Ma come avvenne la conversione di San Paolo?
Secondo il suo stesso racconto (Gal 1,13 1Tim 1,12-13), mentre camminava sulla via di Damasco, sarebbe caduto a terra accecato da una luce intensa e sentendo la voce di Gesù. Narra di essere rimasto cieco per tre giorni, senza mangiare e bere nulla, recuperando la vista solo dopo l’imposizione delle mani da parte di Anania, un cristiano inviato da Dio quale missus dominicus. Di conseguenza egli stesso sentì come una singolare e straordinaria grazia la sua vocazione e chiamata, tanto che si trasformerà in “cantore della Grazia”. (Ef 2,8-10)“.

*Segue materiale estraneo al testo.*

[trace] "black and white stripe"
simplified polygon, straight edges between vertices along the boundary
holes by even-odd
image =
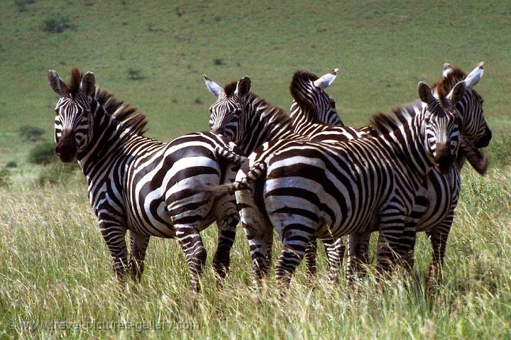
[[[198,291],[207,256],[199,231],[214,221],[219,234],[213,263],[218,278],[224,278],[239,221],[234,197],[214,197],[194,188],[233,180],[239,168],[234,163],[240,160],[224,160],[218,153],[233,145],[211,132],[189,133],[170,143],[144,137],[145,116],[96,88],[92,73],[73,70],[70,85],[55,71],[48,78],[60,95],[55,108],[57,153],[65,162],[76,157],[87,177],[90,204],[118,278],[123,280],[128,271],[140,280],[150,236],[177,238],[191,287]],[[129,258],[124,238],[128,229]]]
[[[236,182],[224,187],[250,188],[236,192],[238,204],[238,193],[253,192],[270,222],[243,223],[256,280],[268,269],[265,238],[272,227],[284,243],[277,265],[280,280],[289,279],[312,236],[379,228],[380,270],[394,262],[392,251],[409,251],[414,240],[414,224],[409,222],[414,205],[422,204],[417,193],[425,195],[422,185],[434,166],[445,172],[454,163],[459,117],[449,99],[457,102],[464,89],[460,84],[449,96],[435,99],[421,84],[427,106],[414,115],[377,116],[371,136],[364,138],[338,143],[281,140],[263,146],[265,157],[257,163],[261,153],[251,154],[248,167],[241,169],[246,175],[241,170]],[[434,138],[428,141],[430,135]]]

E possiamo dunque tornare a Caravaggio, che dipinge San Paolo caduto da cavallo folgorato dalla luce divina. La prima versione ritrae San Paolo barbuto, svestito, che si copre la faccia con le mani. Vi è un moto di dolore e di resistenza, evidente soprattutto nella posa dello scudiero, che vestito invece di tutto punto, tende la lancia minacciosamente contro l’apparizione dell’angelo e della figura divina in alto a destra. Si percepisce chiaramente una lotta, non una resa o un’illuminazione ma un dolore.
La seconda versione della Conversione ritrae per contro un Paolo molto più giovane, vestito, con le braccia aperte come per accogliere, il viso scoperto, in estasi. La scena è più semplice, quieta, quasi dimessa. La grazia divina è raffigurata dalla sola luce, lo scudiero dietro il cavallo, più umile stavolta, osserva la scena in modo pietoso e dimesso.
Mi viene da pensare che quanto sia stato tramandato finora, la storia del rifiuto di esporre la prima versione, avesse un visibile e ragionevole fondamento. In ogni caso in un momento come questo nel quale le appartenenze religiose sono tornate in auge, il doppio aspetto della conversione può essere un interessante spunto, soprattutto se visto in una luce laica, quella in ogni caso bellissima di Caravaggio.